Shor's Algorithm, formulated by Peter Shor in 1994, is arguably the most famous quantum algorithm. It solves the problem of factoring large integers in polynomial time. Since modern classical cryptography (specifically RSA) relies on the assumption that factoring is hard, Shor's algorithm represents a direct threat to global digital security.

Imagine you are walking around a circular track with numbered stepping stones. If you take steps of a fixed size $a$, you will eventually land back on your starting stone. The number of steps it takes to return to the start is the 'period' $r$. Finding this period classically is slow, you have to keep walking and counting. Shor's algorithm uses quantum superposition to stand on all stepping stones simultaneously. By applying a modular exponentiation function and then using the QFT, the algorithm acts like a prism, splitting the quantum state into its constituent frequencies.
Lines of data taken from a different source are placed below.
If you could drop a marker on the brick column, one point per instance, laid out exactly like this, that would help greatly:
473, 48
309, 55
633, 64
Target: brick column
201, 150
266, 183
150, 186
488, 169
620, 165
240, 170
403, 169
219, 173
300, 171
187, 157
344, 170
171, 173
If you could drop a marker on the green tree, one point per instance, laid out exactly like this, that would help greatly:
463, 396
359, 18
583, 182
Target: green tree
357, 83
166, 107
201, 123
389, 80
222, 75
The dominant frequency revealed by the QFT corresponds directly to the period $r$. Once we have this period, a simple classical calculation reveals the prime factors of the number.
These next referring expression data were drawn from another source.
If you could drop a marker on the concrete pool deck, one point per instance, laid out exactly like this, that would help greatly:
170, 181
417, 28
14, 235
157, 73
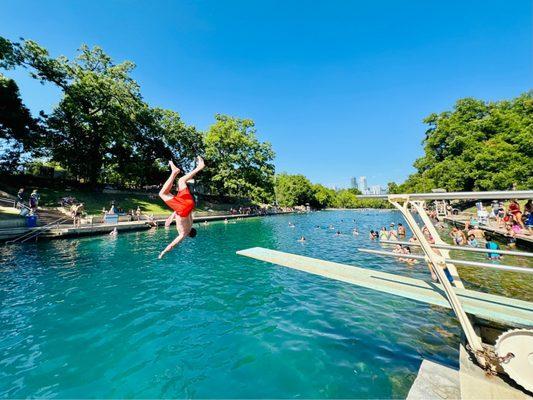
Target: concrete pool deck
65, 231
522, 241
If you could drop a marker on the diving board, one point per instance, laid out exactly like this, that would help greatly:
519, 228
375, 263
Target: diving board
491, 307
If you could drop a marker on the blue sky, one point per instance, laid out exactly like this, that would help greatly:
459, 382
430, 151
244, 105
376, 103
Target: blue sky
339, 88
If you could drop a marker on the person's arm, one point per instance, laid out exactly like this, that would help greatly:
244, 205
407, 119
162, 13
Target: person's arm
171, 245
199, 166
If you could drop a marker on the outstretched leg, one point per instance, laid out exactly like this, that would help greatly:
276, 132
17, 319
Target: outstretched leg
164, 193
182, 182
170, 219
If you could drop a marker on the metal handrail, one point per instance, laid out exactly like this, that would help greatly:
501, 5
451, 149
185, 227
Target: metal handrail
462, 248
36, 232
494, 195
509, 268
15, 202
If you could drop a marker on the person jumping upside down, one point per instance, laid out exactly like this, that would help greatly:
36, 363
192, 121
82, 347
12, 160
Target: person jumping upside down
182, 203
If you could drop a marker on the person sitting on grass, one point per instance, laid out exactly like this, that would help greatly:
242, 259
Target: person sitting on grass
510, 234
182, 203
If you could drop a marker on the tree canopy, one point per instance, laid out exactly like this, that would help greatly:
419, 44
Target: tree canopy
477, 146
238, 164
102, 130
Let $N$ be the composite integer we wish to factor. Shor's algorithm reduces the factoring problem to the problem of order finding (or period finding) using the following mathematical steps:

1. Choose a random integer $a < N$. Compute $\gcd(a, N)$ using Euclid's algorithm. If $\gcd(a, N) > 1$, we have found a factor and are done. 2. Find the period $r$ of the function: $$f(x) = a^x \pmod N$$ The period $r$ is the smallest positive integer such that $a^r \equiv 1 \pmod N$. 3. If $r$ is even, we can write: $$a^r - 1 \equiv 0 \pmod N \implies (a^{r/2} - 1)(a^{r/2} + 1) \equiv 0 \pmod N$$ This implies that $N$ shares a common factor with either $a^{r/2} - 1$ or $a^{r/2} + 1$. 4. Compute the factors using the classical greatest common divisor: $$\text{Factor} = \gcd(a^{r/2} \pm 1, N)$$

The Quantum Subroutine (Period Finding): To find $r$, we use a 2-register quantum circuit:

• Register 1 (control): $t$ qubits, initialized to $|0\rangle^{\otimes t}$.
• Register 2 (target): $n$ qubits, initialized to $|0\rangle^{\otimes n}|1\rangle$.
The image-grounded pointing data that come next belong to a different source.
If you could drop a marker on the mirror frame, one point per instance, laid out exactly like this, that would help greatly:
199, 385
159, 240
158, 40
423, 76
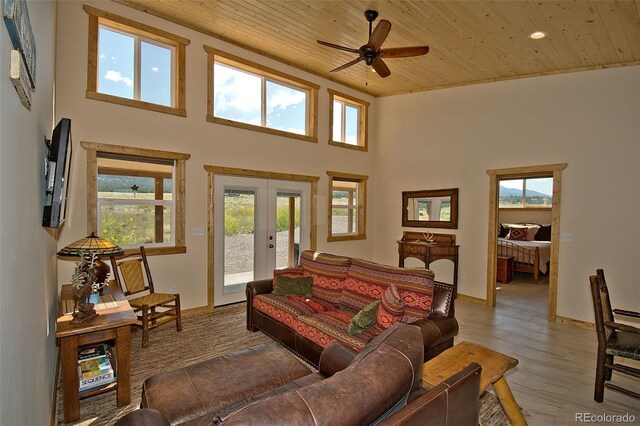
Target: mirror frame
452, 223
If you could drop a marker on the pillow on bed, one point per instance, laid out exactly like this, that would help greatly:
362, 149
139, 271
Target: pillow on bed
517, 233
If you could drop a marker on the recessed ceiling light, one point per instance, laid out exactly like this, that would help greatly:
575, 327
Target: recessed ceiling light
537, 35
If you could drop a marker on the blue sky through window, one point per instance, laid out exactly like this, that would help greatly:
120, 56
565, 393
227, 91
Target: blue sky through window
115, 63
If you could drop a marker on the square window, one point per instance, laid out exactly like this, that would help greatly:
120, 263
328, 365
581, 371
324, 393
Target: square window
347, 207
348, 121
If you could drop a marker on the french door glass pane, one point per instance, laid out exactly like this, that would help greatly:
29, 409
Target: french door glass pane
115, 63
239, 237
286, 108
155, 74
237, 95
351, 125
337, 121
286, 252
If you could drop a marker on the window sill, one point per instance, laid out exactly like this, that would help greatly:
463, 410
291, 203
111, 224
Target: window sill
226, 122
135, 103
349, 146
156, 251
334, 238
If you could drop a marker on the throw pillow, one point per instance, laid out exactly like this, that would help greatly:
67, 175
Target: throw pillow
391, 308
365, 319
292, 286
517, 233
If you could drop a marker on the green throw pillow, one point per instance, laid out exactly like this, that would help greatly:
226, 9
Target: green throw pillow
293, 286
364, 319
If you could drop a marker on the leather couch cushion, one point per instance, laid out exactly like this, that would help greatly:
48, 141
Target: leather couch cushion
382, 374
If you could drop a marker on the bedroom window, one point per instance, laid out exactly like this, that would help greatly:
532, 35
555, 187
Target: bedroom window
135, 65
526, 193
136, 197
347, 121
347, 207
249, 96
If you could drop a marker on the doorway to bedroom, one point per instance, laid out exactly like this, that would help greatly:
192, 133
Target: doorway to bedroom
524, 219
1. Superposition: Apply $H^{\otimes t}$ to Register 1. 2. Modular Exponentiation: Apply the unitary operator $U_{a, N}$ which maps $|x\rangle|y\rangle \to |x\rangle|y \cdot a^x \pmod N\rangle$: $$|\psi_1\rangle = \frac{1}{\sqrt{2^t}} \sum_{x=0}^{2^t-1} |x\rangle |a^x \pmod N\rangle$$ 3. Measurement of Register 2: Measuring Register 2 collapses Register 1 into a periodic state with period $r$. 4. QFT: Apply the QFT to Register 1 to extract the period $r$ from the phase frequency. 5. Continued Fractions: Use the classical continued fractions algorithm to reconstruct the exact integer $r$ from the measured phase.